The new HPE Cray EX supercomputer at PDC will be based on an advanced high-performance computing (HPC) architecture, known as AMD Infinity Architecture, which is designed for next-generation supercomputing. In fact, the EuroHPC LUMI pre-exascale system (which is currently being installed in Finland) has the same kind of architecture.
The new supercomputer at PDC will replace Beskow, which is SNIC’s current flagship system, and will feature a compute performance of 13.5 petaflops after the installation is completed. This increase in computational capacity (as compared to Beskow) will provide a magnificent boost to computational science and engineering research in Sweden.
As Mikael Östling, Deputy President of KTH, said: “KTH is proud to host this new SNIC supercomputer to assist Swedish researchers as KTH is strongly committed to supporting computational researchers both from academia and industry.”
The new supercomputer at PDC - which will be named ‘Dardel’ in honour of the Swedish author Thora Dardel and her first husband, the painter Nils Dardel - has been designed to facilitate various types of research based on HPC techniques across a broad spectrum of research areas. The Dardel system will have a large CPU partition, which will be suitable for a wide range of computational applications, plus a forward-looking partition based on graphics processing units (GPUs), which is intended for the most computationally demanding applications.
PDC is working closely with the developers of leading HPC research applications in grand challenge areas - like computational fluid dynamics, biophysics and quantum chemistry - to ensure that their applications are adapted to take full advantage of the increased computing power of the new system.
“In recent times, we have seen a dramatic increase in the extent to which researchers need to use accelerators (mainly in the form of GPUs). We will soon be able to meet that demand through the accelerator partition in Dardel," said Prof. Hans Karlsson, Director of SNIC. "Dardel will significantly increase the Swedish capacity for research that requires access to large-scale computational resources."
The Dardel supercomputer will be installed in two phases. HPE will deliver the first phase of the system, consisting of the CPU partition and a storage system, before summer this year. This initial phase of the computer will provide SNIC users with more than 65,000 CPU cores for performing their research calculations. (Cores are individual processing units contained within a single CPU.) The second phase of Dardel, which consists of a GPU partition, will be delivered later this year in the autumn. Researchers will be able to start using the first phase of Dardel from July this year and the second phase from January next year.
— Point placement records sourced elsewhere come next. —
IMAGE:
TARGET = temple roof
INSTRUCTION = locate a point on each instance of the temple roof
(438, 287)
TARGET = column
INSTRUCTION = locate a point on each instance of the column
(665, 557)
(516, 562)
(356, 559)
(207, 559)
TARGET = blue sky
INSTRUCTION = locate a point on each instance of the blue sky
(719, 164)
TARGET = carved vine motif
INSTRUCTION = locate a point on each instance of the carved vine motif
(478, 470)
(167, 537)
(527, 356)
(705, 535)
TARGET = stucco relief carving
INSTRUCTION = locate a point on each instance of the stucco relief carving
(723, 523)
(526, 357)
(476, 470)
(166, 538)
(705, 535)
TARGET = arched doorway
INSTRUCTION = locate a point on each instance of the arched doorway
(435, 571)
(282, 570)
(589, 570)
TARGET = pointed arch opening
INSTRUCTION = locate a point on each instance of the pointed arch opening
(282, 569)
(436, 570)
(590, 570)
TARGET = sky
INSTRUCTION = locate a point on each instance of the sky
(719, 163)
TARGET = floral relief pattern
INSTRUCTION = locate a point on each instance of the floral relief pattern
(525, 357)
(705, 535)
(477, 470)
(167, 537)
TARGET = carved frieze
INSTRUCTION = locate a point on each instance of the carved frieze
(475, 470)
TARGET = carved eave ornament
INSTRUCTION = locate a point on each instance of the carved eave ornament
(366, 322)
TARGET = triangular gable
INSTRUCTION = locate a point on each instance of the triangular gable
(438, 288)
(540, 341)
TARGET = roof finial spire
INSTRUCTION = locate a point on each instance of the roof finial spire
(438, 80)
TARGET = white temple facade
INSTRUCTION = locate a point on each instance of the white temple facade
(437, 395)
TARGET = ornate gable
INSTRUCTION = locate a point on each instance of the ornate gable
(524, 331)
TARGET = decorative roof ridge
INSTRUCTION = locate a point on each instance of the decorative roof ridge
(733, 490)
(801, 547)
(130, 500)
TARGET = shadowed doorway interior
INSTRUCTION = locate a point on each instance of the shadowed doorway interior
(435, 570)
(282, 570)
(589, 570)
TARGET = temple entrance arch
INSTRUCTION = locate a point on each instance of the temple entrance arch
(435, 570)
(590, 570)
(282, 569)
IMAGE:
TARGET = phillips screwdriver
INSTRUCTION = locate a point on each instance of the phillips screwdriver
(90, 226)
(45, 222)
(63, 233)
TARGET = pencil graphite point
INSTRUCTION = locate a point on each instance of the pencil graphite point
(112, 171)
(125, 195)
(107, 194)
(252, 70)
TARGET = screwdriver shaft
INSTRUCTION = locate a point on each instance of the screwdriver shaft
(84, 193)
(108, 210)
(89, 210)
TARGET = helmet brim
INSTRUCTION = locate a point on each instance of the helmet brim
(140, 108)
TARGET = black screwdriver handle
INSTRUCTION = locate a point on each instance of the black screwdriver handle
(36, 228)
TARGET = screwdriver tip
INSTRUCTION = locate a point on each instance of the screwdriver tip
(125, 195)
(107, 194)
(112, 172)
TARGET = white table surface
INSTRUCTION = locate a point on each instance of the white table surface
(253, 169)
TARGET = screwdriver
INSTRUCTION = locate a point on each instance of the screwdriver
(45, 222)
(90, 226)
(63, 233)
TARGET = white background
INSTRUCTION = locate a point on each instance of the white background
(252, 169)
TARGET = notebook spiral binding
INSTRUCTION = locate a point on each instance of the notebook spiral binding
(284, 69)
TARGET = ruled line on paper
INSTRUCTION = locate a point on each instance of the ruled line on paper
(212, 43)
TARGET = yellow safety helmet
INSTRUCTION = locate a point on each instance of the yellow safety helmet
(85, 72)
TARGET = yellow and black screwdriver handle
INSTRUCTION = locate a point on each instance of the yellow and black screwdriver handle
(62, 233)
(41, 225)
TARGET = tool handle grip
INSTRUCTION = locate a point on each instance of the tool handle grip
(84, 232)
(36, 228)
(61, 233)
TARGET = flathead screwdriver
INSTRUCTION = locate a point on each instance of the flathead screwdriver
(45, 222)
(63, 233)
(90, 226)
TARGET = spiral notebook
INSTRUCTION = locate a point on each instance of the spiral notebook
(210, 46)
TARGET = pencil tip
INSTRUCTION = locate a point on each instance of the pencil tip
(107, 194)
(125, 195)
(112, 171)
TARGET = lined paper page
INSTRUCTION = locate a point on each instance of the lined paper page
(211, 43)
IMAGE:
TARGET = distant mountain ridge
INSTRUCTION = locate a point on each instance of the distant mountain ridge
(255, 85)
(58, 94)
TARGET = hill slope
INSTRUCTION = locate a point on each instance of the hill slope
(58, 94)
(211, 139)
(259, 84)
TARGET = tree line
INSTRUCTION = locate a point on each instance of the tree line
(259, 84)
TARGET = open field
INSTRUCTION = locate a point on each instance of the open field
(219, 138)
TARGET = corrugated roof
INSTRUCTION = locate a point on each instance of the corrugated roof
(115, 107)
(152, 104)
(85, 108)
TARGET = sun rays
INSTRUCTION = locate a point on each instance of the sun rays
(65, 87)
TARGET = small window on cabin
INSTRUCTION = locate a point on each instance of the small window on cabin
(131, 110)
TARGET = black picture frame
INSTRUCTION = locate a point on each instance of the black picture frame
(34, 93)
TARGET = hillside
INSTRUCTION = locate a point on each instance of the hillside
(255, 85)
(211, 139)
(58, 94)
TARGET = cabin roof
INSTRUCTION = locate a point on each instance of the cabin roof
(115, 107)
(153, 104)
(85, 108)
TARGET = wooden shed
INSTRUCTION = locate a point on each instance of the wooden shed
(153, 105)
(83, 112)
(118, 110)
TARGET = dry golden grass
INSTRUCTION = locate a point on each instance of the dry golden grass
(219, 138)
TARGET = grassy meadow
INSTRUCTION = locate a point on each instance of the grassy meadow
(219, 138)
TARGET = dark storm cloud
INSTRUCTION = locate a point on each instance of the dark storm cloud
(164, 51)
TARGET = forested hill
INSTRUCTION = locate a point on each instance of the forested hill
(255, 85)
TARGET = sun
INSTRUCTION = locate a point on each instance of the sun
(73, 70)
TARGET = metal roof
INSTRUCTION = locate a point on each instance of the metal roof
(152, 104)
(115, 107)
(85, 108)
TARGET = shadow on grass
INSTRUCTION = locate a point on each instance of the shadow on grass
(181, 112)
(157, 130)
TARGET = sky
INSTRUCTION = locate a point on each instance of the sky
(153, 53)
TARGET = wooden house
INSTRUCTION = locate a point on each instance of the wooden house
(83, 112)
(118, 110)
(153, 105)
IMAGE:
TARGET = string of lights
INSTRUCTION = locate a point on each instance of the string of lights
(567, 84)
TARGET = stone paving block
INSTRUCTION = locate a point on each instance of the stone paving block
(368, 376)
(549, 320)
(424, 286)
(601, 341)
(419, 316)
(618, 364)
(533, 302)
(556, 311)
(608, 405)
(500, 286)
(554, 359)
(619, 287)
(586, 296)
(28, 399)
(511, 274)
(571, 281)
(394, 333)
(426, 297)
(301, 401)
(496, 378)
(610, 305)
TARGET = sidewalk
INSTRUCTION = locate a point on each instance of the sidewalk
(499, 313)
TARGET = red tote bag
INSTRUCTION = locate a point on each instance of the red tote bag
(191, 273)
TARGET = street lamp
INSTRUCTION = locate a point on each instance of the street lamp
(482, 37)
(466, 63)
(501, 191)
The new Dardel supercomputer at PDC will embody a big leap in technology thanks to using next-generation AMD EPYC processors in the CPU partition and, in the second phase, the system will leverage next-generation AMD Instinct GPU accelerators and the ROCm open software platform as well as the HPE Cray Programming Environment. One of the keys to improving the performance of supercomputers is to increase the speed at which information is communicated between the parts within the system.
The AMD Infinity Architecture that is being used in Dardel widens the horizons of supercomputer performance as it enables more efficient communication between the system’s memory, CPUs and GPUs. In particular, a high-performance interconnect using HPE Slingshot (which is designed to provide ultra-fast communication in the era of exascale computers) will be used in the Dardel system to provide highly efficient communication between different elements in the system.
“High-performance computing (HPC) technologies are broadly used in R&D to advance the technologies that go into the products and services we use each day. For decades, the PDC Center for High Performance Computing at the KTH Royal Institute of Technology has empowered a community of researchers to make breakthroughs across a range of industries using HPC,” said Peter Ungaro, Senior Vice President and General Manager of HPC and Mission Critical Solutions at HPE. “We are honoured to have been selected by the KTH Royal Institute of Technology to deliver the latest HPE Cray EX supercomputer with next-generation AMD technologies and provide an even greater level of performance to improve and expand Swedish academic research and drive innovation for Swedish industrial companies.”
“We are thrilled to be working with HPE and KTH on this advanced supercomputer project," added Roger Benson, Senior Director, Commercial EMEA at AMD. "The combination of cutting-edge AMD EPYC processors and AMD Instinct accelerators will enable scientists and research institutions to meet and exceed the growing computational demands of today's HPC workloads while advancing their research.”